Citing weak at-once orders and direct-to-consumer sales in the Americas, Crocs Inc. lowered its guidance for revenues and earnings in the third quarter ending Sept. 30.

The cushy shoemaker now expects revenue between $285 million and $295 million and EPS between 15 and 18 cents. This compares with the prior financial outlook provided on July 24, of revenue between $300 million and $310 million and EPS between 20 and 23 cents.

The guidance includes a 2-cent per share of ERP implementation expense and 4 cent per share for adverse foreign currency translation.
With the new guidance, sales are expected to be flat to slightly down in the quarter versus 2012 third quarter’s revenues of $295.6 million. Earnings will be down more than half from 37 cents a share a year ago.

The updated guidance was prompted by Crocs’ appearance Tuesday at a Goldman Sachs investment conference, as well as a CL King conference visit on Wednesday.

Croc said while Americas’ sales are running below expectations, the company still expects third quarter gross margins to be generally in-line with prior year performance.

In a statement, John McCarvel, president and CEO, also noted that the company is “very satisfied to date” with its Asia Pacific and Europe retail sales performance in the quarter. Also, pre-books from its wholesale customers for spring/summer 2014 product are running ten percent ahead of last year

Added McCarvel, “We believe our brand is well positioned to take advantage of our customers demand for colorful and fun footwear in 2014.”

At Goldman Sachs conference, Jeff Lasher, Crocs’ CFO, said Crocs is finding wholesale accounts in the Americas continuing to be conservative with at-once ordering.

“They are conservative on their inventory levels as they he plan out their fall holiday coming into the season for them,” added Lasher. He noted that the department store channel has been “a little more challenging” than the family footwear channel.

Lasher also noted that Crocs did choose to do about $7 million of discount deals in the second quarter to reduce inventories that will not be repeated in the third quarter. In the future, clearance sales will be pushed out at its outlet stores.

Overall, Lasher said Crocs Americas group is “striving to increase our overall wholesale doors next year,” with some unnamed new accounts set for 2014. It also is working to increase allocations at existing accounts.
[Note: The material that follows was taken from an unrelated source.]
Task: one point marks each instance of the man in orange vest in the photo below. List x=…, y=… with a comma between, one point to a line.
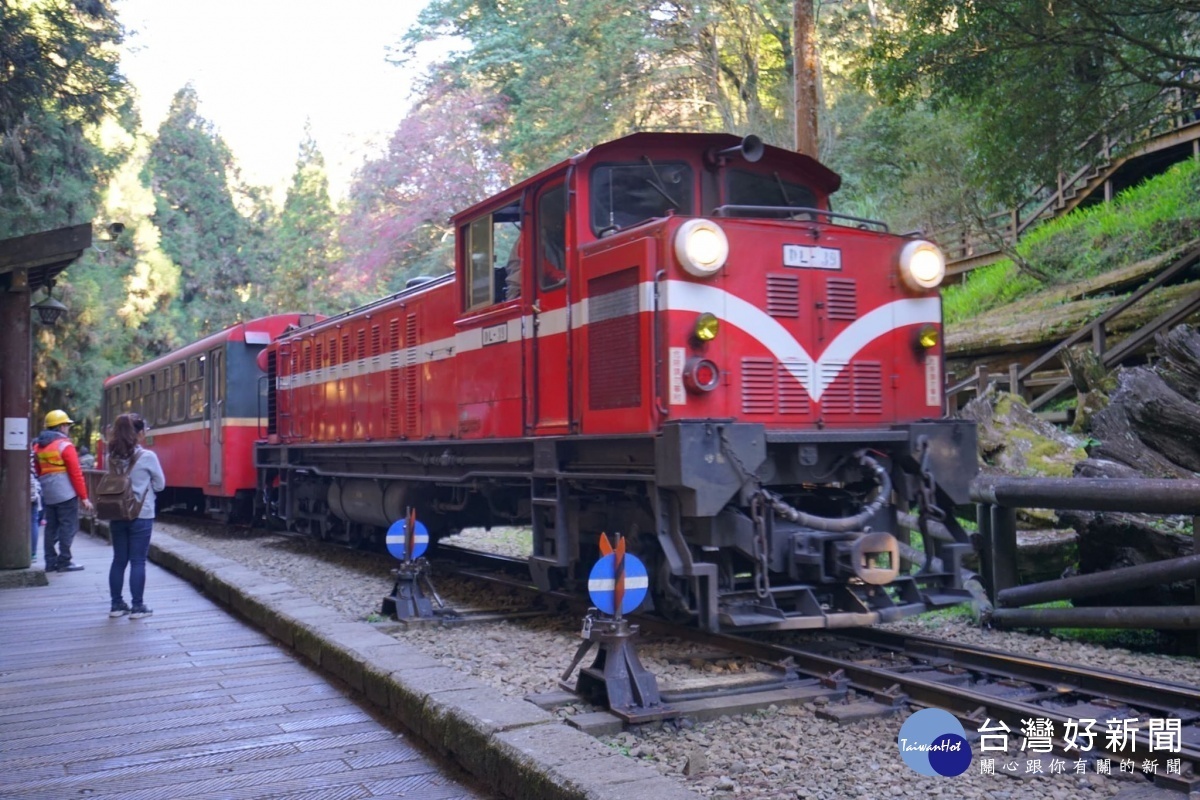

He called out some “fantastic partners” throughout the southeast, naming Academy as well as Bealls, Belk's and Dillard’s. The focus will also continue on the family footwear channel, which Lasher described as “a great channel” for the last few years.

“We are very encouraged by all those signs, and as we look out into 2014 we are excited about the spring summer prebooks that are going into the US which is up double digits right,” said Lasher.

At its own stores, Crocs was less promotional in the current quarter this year versus past years, which will help margin at the expense of lower revenues due to decreased traffic.

On the positive side, Slasher noted that Europe is exceeding expectations in its direct channel and Asia “continues to perform very strongly.”

Slasher did confirm a recent analyst report that some general managers “for various reasons” had decided to leave the company. But he added that a new Americas general manager will join the company “in the back half of the year, and we're really excited about him coming on to this organization to really drive our very important Americas marketplace.” A new general manager has also been promoted to run the Asia business.

Crocs also said it is actively working to adjust its capital allocation strategy by the end of the fourth quarter. From $80 million to $100 million of domestic cash is expected to be deployed to fund potential stock repurchases or other strategic investments in the future.